If you have Section 4 support you are not allowed to have anyone living with you, it doesn’t matter who.  6 people live there in the house I live in. How can I bring my wife there, sharing the bath and everything? Its very hard. She can’t come. And also I can’t go because her family doesn’t have enough place she has to look after her disabled brother.

We are not allowed to marry like ordinary people. I don’t know why. We have a very bad situation. We feel like 3rd class people, not allowed to work not allowed to marry, not allowed to have love. Because you need your life, a simple life, but the government doesn’t let you. Its very very very bad. You are in middle of a situation I can’t change myself, this waiting for a decision. (To be allowed to marry here) you have to ask for a form which costs a lot of money, nearly £300, and you have to get a solicitor which will maybe because you £500, and after that they refuse you or maybe not.  Its big money. I can’t afford that money as I’m not allowed to work.  I hope our situation gets better and let us work and let us get married. Simple like that. We are normal people nothing different. We suffered from bad government in Iraq and we’ve suffered again in here.
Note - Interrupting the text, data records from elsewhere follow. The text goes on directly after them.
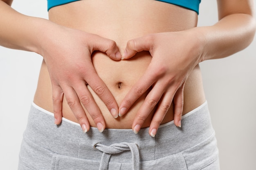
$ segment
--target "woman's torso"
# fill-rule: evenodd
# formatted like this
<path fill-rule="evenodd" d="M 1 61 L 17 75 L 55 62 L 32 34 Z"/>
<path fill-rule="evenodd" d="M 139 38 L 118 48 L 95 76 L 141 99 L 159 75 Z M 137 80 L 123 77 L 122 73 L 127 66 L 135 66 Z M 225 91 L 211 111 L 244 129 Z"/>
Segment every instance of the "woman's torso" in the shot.
<path fill-rule="evenodd" d="M 197 14 L 177 6 L 151 0 L 81 0 L 52 8 L 49 19 L 60 25 L 79 29 L 115 41 L 121 52 L 127 41 L 150 33 L 177 31 L 196 26 Z M 185 48 L 185 47 L 184 47 Z M 130 59 L 115 61 L 105 54 L 95 52 L 92 56 L 94 67 L 119 105 L 131 87 L 141 77 L 150 61 L 148 52 L 137 53 Z M 103 103 L 88 86 L 98 105 L 106 122 L 106 127 L 130 129 L 133 119 L 146 96 L 137 100 L 125 116 L 115 119 Z M 53 112 L 52 88 L 47 67 L 43 61 L 34 102 Z M 183 114 L 205 101 L 201 72 L 197 65 L 186 82 L 184 90 Z M 85 111 L 91 126 L 93 120 Z M 149 126 L 154 111 L 142 127 Z M 77 122 L 64 100 L 63 117 Z M 172 104 L 162 123 L 173 119 Z"/>

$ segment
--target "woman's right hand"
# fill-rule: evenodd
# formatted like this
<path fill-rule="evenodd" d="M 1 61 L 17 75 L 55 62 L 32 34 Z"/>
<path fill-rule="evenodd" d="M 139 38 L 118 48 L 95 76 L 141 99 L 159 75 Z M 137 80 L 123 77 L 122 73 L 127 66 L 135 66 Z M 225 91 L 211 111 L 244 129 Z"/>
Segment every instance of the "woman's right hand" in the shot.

Again. But in different ways. Nothing changed. Thank you very much. I hope everything changes as soon as possible.

We both feel very angry. You can’t do anything. You can’t. I keep telling her just wait, wait. She says how long, I say I don’t know, just wait. And that situation, that problem, causes too much headache for me. Sometimes we have arguments. Because I can’t go there. Its very very bad. She says why don’t you come, but sometimes you have no cash and you can’t travel every day. They don’t give us cash, they give us £35 as vouchers you spend for food

There is a problem in families. They quarrel in front of their children. It is not a good life. And then sometimes they go and do black work and this is dangerous to the family. Because they don’t allow them to work. Some people I know, the husband beat his wife, about money because they didn’t have enough they needed for the children. If they work in the black it makes them nervous because they are doing something against the law and they are afraid, and this affects their life. Sometimes the quarrel and he beats his wife. She went to the police and they separate them, and they are destroyed. Maybe they will divorce. It destroys family life.